The Future of the Internet in the Making
Revolution or Back to Basics?
A work which starts fresh, taking into consideration all the lessons learned in the 35+ years of TCP/IP’s existence, OSI’s failure and other technologies lives was presented by John Day in his 2011 book “Patterns in Network Architecture: A Return to Fundamentals”. The very main hypothesis is that every communication is an inter-process communication. This presents the very foundation of RINA – the Recursive InterNetwork Architecture.
RINA is a return to the basics of the general principles in computer networking with the objective to be applicable to every usage, while solving all the inherited issues of the legacy technologies.
Maximize the Invariants, Minimize the Discontinuities
By maximizing the invariant part of the networking functionalities, and minimizing the discontinuities, RINA separates the policy from the mechanisms rather than using separate protocols.

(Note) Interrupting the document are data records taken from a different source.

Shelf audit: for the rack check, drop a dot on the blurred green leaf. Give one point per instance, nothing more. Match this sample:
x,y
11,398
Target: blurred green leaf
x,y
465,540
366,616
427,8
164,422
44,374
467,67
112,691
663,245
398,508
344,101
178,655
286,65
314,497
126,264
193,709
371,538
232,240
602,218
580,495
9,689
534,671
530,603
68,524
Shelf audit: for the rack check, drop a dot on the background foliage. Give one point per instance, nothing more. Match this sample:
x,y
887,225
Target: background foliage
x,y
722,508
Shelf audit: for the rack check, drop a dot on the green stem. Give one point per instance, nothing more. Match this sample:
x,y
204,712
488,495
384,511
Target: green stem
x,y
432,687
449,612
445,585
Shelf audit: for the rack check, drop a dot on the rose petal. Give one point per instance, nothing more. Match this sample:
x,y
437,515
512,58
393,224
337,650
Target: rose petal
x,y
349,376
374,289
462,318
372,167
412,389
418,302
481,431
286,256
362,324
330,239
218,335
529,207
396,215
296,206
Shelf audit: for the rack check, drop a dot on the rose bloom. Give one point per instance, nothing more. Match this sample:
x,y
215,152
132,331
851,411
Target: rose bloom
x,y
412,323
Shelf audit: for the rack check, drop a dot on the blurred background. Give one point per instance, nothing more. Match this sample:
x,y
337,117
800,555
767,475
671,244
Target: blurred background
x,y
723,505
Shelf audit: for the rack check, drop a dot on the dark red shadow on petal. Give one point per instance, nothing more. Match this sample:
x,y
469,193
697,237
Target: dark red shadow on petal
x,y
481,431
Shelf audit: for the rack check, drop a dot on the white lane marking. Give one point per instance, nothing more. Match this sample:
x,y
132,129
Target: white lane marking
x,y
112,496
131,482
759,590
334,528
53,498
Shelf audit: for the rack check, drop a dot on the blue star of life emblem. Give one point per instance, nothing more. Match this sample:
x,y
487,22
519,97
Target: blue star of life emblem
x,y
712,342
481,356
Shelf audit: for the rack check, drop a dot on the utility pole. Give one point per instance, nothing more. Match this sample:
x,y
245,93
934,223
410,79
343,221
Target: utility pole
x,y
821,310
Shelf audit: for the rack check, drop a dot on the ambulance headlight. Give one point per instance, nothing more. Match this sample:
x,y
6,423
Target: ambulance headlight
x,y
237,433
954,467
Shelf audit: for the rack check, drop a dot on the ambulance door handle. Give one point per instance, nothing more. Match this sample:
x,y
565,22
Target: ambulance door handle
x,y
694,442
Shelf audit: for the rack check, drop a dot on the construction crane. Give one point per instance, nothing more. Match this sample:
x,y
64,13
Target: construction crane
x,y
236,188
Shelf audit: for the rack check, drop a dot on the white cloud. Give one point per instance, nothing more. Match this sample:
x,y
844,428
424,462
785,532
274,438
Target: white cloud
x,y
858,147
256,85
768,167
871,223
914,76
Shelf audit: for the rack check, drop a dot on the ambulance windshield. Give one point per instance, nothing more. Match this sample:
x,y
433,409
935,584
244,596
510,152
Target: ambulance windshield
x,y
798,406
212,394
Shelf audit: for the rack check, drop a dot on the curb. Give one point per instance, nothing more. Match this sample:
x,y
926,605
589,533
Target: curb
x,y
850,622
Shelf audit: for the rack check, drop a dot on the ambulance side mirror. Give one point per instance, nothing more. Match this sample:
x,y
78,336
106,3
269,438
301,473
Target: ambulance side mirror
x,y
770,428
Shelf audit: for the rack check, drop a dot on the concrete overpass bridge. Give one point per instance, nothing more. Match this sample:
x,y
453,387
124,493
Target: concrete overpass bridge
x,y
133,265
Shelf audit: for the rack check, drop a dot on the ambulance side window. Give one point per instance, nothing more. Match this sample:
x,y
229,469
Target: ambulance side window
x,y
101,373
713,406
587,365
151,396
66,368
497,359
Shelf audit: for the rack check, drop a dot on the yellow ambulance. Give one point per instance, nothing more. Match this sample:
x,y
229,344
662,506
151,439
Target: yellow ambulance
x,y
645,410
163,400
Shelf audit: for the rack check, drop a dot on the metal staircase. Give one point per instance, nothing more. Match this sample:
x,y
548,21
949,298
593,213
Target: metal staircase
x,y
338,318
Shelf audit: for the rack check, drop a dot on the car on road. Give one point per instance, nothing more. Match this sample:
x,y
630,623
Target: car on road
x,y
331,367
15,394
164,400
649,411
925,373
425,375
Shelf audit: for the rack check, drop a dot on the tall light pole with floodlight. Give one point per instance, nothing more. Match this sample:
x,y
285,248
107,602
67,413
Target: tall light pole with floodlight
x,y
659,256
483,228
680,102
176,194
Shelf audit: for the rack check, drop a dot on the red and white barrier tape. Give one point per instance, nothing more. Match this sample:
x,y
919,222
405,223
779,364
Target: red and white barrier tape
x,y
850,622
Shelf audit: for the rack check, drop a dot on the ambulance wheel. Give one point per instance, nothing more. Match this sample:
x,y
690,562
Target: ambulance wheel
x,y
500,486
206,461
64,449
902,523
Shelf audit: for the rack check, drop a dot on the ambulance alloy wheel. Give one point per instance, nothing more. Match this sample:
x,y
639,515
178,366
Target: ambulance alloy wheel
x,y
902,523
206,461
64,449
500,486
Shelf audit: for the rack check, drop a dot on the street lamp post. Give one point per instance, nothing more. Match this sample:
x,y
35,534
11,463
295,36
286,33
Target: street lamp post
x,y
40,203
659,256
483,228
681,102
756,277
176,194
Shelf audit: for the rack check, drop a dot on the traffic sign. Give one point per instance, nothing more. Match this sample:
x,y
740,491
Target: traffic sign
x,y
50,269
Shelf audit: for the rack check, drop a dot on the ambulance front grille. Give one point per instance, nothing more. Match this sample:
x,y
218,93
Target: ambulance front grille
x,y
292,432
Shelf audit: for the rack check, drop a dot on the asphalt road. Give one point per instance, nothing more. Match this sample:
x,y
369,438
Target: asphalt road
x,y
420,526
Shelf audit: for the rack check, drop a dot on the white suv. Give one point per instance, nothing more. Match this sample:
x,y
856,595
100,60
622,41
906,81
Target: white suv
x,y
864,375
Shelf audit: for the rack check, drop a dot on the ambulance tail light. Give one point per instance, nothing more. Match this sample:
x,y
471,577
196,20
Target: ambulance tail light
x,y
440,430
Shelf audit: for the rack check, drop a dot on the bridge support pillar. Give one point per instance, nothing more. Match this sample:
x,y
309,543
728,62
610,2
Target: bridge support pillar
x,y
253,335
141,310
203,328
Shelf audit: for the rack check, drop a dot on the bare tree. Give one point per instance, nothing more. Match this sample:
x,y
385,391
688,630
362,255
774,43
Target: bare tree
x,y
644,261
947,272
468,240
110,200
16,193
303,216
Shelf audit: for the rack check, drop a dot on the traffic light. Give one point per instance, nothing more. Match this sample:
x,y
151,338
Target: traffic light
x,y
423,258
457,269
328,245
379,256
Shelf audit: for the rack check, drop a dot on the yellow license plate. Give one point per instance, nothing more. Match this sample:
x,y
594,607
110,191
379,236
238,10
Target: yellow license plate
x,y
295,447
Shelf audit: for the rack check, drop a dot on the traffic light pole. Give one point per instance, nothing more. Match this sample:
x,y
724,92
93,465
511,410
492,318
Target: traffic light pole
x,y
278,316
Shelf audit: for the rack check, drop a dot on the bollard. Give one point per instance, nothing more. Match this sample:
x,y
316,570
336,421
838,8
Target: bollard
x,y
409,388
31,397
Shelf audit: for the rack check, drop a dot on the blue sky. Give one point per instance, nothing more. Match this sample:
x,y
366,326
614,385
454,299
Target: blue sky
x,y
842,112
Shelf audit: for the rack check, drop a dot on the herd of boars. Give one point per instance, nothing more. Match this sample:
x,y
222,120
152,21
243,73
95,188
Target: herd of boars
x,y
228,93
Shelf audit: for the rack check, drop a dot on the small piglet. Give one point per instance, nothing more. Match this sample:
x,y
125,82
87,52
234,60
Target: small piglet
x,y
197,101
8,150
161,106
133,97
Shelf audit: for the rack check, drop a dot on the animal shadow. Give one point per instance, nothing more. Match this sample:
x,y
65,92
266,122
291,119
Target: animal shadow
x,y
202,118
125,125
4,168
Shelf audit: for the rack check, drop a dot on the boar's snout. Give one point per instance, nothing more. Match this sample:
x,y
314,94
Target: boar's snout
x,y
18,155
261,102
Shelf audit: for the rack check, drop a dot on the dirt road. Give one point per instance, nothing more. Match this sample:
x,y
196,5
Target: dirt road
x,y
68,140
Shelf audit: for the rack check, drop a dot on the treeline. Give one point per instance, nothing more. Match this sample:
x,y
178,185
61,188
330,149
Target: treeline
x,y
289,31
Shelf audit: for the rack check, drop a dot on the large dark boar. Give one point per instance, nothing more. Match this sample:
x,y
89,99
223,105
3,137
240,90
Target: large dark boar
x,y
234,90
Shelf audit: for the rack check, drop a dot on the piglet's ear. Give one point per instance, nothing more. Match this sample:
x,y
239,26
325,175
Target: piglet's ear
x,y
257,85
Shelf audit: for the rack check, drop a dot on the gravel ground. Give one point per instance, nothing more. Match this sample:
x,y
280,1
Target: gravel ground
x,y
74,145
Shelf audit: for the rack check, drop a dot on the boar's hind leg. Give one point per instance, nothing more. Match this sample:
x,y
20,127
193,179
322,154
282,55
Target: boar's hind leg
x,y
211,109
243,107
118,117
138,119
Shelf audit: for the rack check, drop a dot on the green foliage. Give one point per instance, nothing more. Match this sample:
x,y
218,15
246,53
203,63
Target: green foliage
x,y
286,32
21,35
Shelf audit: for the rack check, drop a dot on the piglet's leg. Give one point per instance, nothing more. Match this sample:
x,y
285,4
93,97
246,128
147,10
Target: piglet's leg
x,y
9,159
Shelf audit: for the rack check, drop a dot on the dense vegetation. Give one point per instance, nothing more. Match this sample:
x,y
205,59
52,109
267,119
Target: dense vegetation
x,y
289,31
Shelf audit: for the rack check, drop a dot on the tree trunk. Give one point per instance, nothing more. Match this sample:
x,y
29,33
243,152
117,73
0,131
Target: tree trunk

Fine-tuned specificities can be put in place. Common mechanisms with different policies bring greater flexibility, dramatically simplifying networks rather than hundreds of protocols. There is a consistent repeating structure. In this approach there is thus far less chance to go wrong.
Only two protocols are needed: one for data transfer (EFCP) and one for application (CDAP).
Networking is a distributed application which is dedicated to provide IPC (Inter-Process Communication) services to other applications.
The Distributed IPC Facility (DIF) is the organizing structure which groups together the needed protocols. The DIF can be conceived as what we refer as layer. According to this view, networking is not a layered set of different functions but a single layer which repeats itself over different scopes.
This means that this single layer can recurse according to the needs of the network across wide ranges of scopes, QoS and bandwidth needed.